Se le due pronunce sono concordi nel ritenere la sussistenza dell’abuso in relazione al fabbricato in oggetto, esse – pur concordando nella sproporzione della sanzione comunicata – divergono in relazione a come doveva essere quantificata la sanzione e, in particolare, in relazione a quale parte dell’edificio dovesse essere commisurata la sanzione.
Diversamente, il Consiglio di Stato ha ritenuto che l’Amministrazione comunale avesse errato nella misura in cui “nell’applicare la sanzione ha considerato l’intero volume del sottotetto, ritenendolo di fatto abitabile pur in presenza di un’altezza non sufficiente a tal fine (per i locali ad uso residenziale l’altezza minima necessaria è di 270 cm)”; nel mentre “la sanzione pecuniaria doveva invece, nel caso di specie, essere commisurata all’altezza eccedente (70 cm), restando lo stesso piano comunque al di sotto dell’altezza minima prescritta perché potesse considerarsi praticabile ed abitabile” e ciò “in quanto il sottotetto, in ragione dell’incremento dell’altezza, è stato reso di fatto praticabile…ma resta giuridicamente un locale non abitabile”.
Le minoranze chiedono lumi ma si sentono rispondere che finché vi è un contenzioso la documentazione e le notizie non possono essere fornite.
8) L’Amministrazione comunale Boratto, a ridosso delle elezioni 2019, in modo strumentale e, forse, per non ammettere di aver sbagliato, ha ritenuto allora di poter ancora tirarla per le lunghe sostenendo l’ardita tesi che le conclusioni sopra esposte fossero il frutto di un errore di fatto da parte del Consiglio di Stato.
Per tale ragione, è stato proposto innanzi al Consiglio di Stato un ricorso per revocazione contro la sentenza n. 4534/2017.
Si tratta di un rimedio del tutto eccezionale e che statisticamente – è notorio – ha scarse possibilità di riuscita.
Con la sentenza n. 6914/2018 del 6 dicembre 2018, il Consiglio di Stato ha rigettato anche il ricorso per revocazione proposto dal Comune.
Nel frattempo spese legali ed interessi lievitavano e nel frattempo l’Amministrazione chiede a chi abita negli edifici incriminati di sostenere i costi dell’abuso se non vi dovesse provvedere l’Alta Padovana Costruzioni srl.

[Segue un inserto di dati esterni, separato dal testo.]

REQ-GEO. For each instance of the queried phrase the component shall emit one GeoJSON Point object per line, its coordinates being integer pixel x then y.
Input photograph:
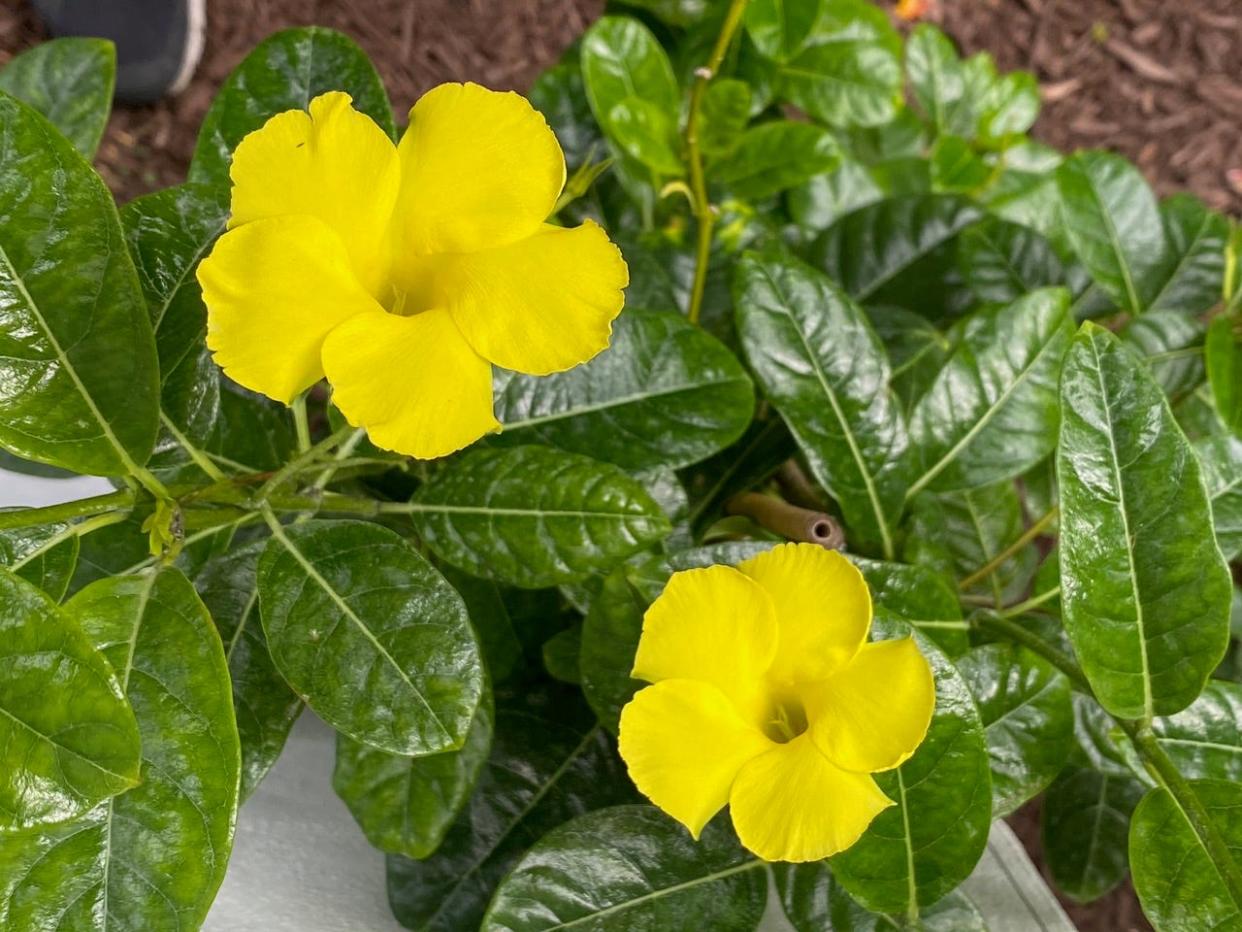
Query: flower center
{"type": "Point", "coordinates": [786, 720]}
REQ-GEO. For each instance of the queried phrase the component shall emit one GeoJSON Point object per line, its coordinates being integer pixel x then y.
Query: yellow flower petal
{"type": "Point", "coordinates": [412, 382]}
{"type": "Point", "coordinates": [713, 625]}
{"type": "Point", "coordinates": [332, 163]}
{"type": "Point", "coordinates": [542, 305]}
{"type": "Point", "coordinates": [793, 804]}
{"type": "Point", "coordinates": [683, 743]}
{"type": "Point", "coordinates": [478, 169]}
{"type": "Point", "coordinates": [874, 712]}
{"type": "Point", "coordinates": [822, 608]}
{"type": "Point", "coordinates": [273, 290]}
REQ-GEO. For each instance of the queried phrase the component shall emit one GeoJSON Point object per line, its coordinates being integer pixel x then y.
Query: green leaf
{"type": "Point", "coordinates": [78, 380]}
{"type": "Point", "coordinates": [405, 804]}
{"type": "Point", "coordinates": [549, 762]}
{"type": "Point", "coordinates": [560, 95]}
{"type": "Point", "coordinates": [646, 133]}
{"type": "Point", "coordinates": [781, 29]}
{"type": "Point", "coordinates": [934, 72]}
{"type": "Point", "coordinates": [918, 597]}
{"type": "Point", "coordinates": [370, 635]}
{"type": "Point", "coordinates": [663, 393]}
{"type": "Point", "coordinates": [1145, 593]}
{"type": "Point", "coordinates": [1205, 738]}
{"type": "Point", "coordinates": [1086, 820]}
{"type": "Point", "coordinates": [1173, 346]}
{"type": "Point", "coordinates": [631, 868]}
{"type": "Point", "coordinates": [534, 517]}
{"type": "Point", "coordinates": [265, 705]}
{"type": "Point", "coordinates": [67, 736]}
{"type": "Point", "coordinates": [154, 856]}
{"type": "Point", "coordinates": [1002, 261]}
{"type": "Point", "coordinates": [285, 72]}
{"type": "Point", "coordinates": [168, 232]}
{"type": "Point", "coordinates": [724, 116]}
{"type": "Point", "coordinates": [1027, 716]}
{"type": "Point", "coordinates": [919, 849]}
{"type": "Point", "coordinates": [812, 901]}
{"type": "Point", "coordinates": [1197, 239]}
{"type": "Point", "coordinates": [1221, 457]}
{"type": "Point", "coordinates": [1113, 224]}
{"type": "Point", "coordinates": [771, 157]}
{"type": "Point", "coordinates": [610, 638]}
{"type": "Point", "coordinates": [1225, 369]}
{"type": "Point", "coordinates": [1192, 896]}
{"type": "Point", "coordinates": [992, 411]}
{"type": "Point", "coordinates": [70, 81]}
{"type": "Point", "coordinates": [901, 251]}
{"type": "Point", "coordinates": [44, 556]}
{"type": "Point", "coordinates": [621, 59]}
{"type": "Point", "coordinates": [821, 364]}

9) E qui ricadono le responsabilità dell’attuale Amministrazione comunale che, invece di trovare un punto di intesa con la società Alta Padovana Costruzioni srl che nel frattempo si era resa disponibile a trovare una conclusione conciliativa, preferisce tacere e subire un c.d. giudizio di ottemperanza ovvero un giudizio esecutivo con il quale il privato cerca di dare attuazione alle sentenze per lui positive.
10) Come va a finire l’ennesimo round giudiziario? Naturalmente, il Comune perde anche questa causa a seguito della sentenza 7041/2020.

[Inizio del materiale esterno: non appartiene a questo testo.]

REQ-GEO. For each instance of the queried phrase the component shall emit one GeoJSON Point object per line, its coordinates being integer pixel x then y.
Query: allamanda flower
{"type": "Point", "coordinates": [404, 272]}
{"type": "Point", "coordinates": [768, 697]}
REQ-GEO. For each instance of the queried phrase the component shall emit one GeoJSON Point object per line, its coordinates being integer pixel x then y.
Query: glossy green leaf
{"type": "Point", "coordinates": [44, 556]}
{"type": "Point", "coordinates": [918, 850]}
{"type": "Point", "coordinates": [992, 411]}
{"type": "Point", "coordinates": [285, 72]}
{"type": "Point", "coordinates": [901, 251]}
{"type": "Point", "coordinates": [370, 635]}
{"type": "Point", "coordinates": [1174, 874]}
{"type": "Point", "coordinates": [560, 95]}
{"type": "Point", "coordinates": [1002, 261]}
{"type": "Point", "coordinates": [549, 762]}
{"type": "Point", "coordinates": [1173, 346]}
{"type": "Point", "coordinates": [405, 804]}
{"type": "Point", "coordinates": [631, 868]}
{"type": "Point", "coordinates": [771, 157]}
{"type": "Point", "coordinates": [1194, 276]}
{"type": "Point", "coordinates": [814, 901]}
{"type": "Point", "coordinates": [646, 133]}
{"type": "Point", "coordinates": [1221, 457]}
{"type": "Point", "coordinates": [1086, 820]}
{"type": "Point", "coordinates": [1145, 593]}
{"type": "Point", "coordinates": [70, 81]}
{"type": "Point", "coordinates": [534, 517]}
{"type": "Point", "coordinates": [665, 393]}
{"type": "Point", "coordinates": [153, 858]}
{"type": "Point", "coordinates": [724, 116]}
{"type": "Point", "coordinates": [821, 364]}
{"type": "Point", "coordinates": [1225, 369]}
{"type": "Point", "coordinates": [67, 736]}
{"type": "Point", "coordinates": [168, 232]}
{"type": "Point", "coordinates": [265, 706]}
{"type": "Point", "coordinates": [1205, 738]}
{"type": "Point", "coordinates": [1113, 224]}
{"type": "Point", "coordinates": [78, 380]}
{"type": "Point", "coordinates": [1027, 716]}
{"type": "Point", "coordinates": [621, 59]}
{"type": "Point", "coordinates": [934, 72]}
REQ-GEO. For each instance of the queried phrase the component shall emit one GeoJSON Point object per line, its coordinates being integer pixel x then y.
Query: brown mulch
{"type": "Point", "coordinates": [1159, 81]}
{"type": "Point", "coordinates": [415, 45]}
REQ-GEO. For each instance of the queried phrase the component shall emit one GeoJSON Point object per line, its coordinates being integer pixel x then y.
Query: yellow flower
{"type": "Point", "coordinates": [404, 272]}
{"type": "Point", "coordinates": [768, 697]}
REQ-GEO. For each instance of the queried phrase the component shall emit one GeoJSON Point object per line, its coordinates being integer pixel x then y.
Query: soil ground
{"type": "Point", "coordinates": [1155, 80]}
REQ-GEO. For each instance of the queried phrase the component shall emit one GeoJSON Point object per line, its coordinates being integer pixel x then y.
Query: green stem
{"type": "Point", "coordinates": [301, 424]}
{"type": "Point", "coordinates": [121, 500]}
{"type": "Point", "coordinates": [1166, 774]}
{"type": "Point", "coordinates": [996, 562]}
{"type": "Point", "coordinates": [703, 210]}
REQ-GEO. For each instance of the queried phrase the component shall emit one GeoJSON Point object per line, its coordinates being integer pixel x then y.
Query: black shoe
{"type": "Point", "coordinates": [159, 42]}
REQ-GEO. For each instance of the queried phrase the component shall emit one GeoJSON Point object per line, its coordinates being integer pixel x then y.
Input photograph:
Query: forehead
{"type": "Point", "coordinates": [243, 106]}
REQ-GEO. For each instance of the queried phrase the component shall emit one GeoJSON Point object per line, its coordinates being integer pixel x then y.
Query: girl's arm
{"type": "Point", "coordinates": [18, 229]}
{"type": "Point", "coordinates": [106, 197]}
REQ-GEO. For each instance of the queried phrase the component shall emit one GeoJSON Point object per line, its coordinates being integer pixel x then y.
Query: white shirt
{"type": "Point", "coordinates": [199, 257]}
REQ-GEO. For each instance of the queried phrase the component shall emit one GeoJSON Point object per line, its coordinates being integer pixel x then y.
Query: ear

Il Consiglio di Stato condanna alle spese e nomina un Commissario ad Acta, pagato anch’esso dalla collettività. Chi è il Commissario ad Acta? E’ una figura istituzionale nominata dal Giudice per rendere esecutiva una sentenza, sostituendosi alla P.A. inerte.
Insomma, un’onta amministrativa, una figuraccia anche costosa!
11) La lunga telenovela è ferma qui: il Commissario sta lavorando per determinare quanti soldi dovranno essere restituiti al privato.
12) Siamo tutti con il fiato sospeso, con la preoccupazione che venga creato un buco di bilancio anche se, memore delle molte grida di allarme alzatesi più volte dalle minoranze, sono stati finalmente accantonati circa € 500.000,00. Basteranno?
E il cittadino intanto paga la mala gestio degli amministratori.
13) Le minoranze rinvieranno il tutto alla Corte dei Conti perché questo reiterato sperpero ha dei nomi e dei cognomi.